New affordable housing group exposes the lie of public land selloff | Opinion
The current resurgence of the public land sell-off movement began with a false promise: Give up your public land, and you will get affordable housing.
“This partnership will identify underused public lands suitable for residential development and streamline the land transfer process,” said Secretary of the Interior Doug Burgum in a promo video released several months ago alongside Housing and Urban Development Secretary Scott Turner.
“We’re opening underused federal land to expand housing, support local development and get Washington, D.C., out of the way of communities that are just trying to grow,” echoed Sen. Mike Lee, R-Utah.
Lee’s interest in affordable housing was a new development. Outside of political office, the main thing Lee was known for was representing a company that wanted to import nuclear waste to his home state from Italy.
Turner played football.
Burgum made a fortune in software and speculation. When he was governor of North Dakota, he did appoint a board to find affordable housing solutions in his home state. The committee recommended a series of targeted investments in things like zoning reform, grants for new building and financing methods, homelessness services, financial coaching and building up the construction workforce.
Nowhere on the list was anything to do with transferring public land — because actual affordable housing advocates do not view that as a serious solution.
This week, actual affordable housing advocates from across the country — including organizations like the National Coalition for the Homeless, the National Low Income Housing Coalition and the National Housing Law Project — have announced a partnership called Shared Ground with public land conservation organizations — including the Wilderness Society, the Sierra Club and the Idaho Conservation League. The partnership plans to advocate for “increased funding, zoning reform, and community-based development,” according to a news release — a broadly similar set of priorities to those set out by Burgum’s own committee just two years ago, when his priority was affordable housing rather than public land transfer.

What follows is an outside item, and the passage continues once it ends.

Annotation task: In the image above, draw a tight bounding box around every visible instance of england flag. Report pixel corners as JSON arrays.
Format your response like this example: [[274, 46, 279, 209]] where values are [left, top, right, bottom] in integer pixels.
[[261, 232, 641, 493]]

“Protecting our public lands and ensuring every American has a safe, affordable place to call home are complementary goals,” Donald Whitehead, executive director of National Coalition for the Homeless, said in a news release. “We must reject the false choice between conservation and housing. Any use of public land must come with legally enforceable requirements to ensure it serves the public interest, providing permanent affordability and equitable access for local communities.”
This false choice is plain to see in Idaho.
You can find a few specific places in Idaho where the lack of private land contributes to insanely high real estate prices — Stanley comes to mind. But you have much the same problem in similar locations where there’s tons of private farmland available to convert to subdivisions, like the Teton Valley. Open up more land in Stanley for development, you’ll almost certainly just have a few more multimillion-dollar houses.
Affordable workforce housing in places like Stanley and Driggs invariably involves some combination of extremely long commutes, businesses with on-site housing and heavy public subsidies. A bit more land won’t change that.
It wouldn’t solve any problems in larger communities like Boise either. Imagine you convert some big portions of the foothills, the main portions of public land abutting the city, from trails into lots for housing. Would you expect that land to be covered in cheap apartments or expensive homes, given their prime real estate?
The formation of this new partnership demonstrates the obvious: The people who really care about affordable housing do not see public land selloff as a solution. And, conversely, the people who see public land sales as a solution do not really care about affordable housing.
Their real priorities are quite different: They simply do not believe that the federal government should be in the business of owning lots of land — this was the outright assertion of Utah’s doomed land “disposal” lawsuit.
Invoking affordable housing is a thoroughly dishonest and disingenuous ruse they have used to attempt to put a bit of shine on their deeply unpopular plans. Don’t get suckered in.
Bryan Clark is an opinion writer for the Idaho Statesman.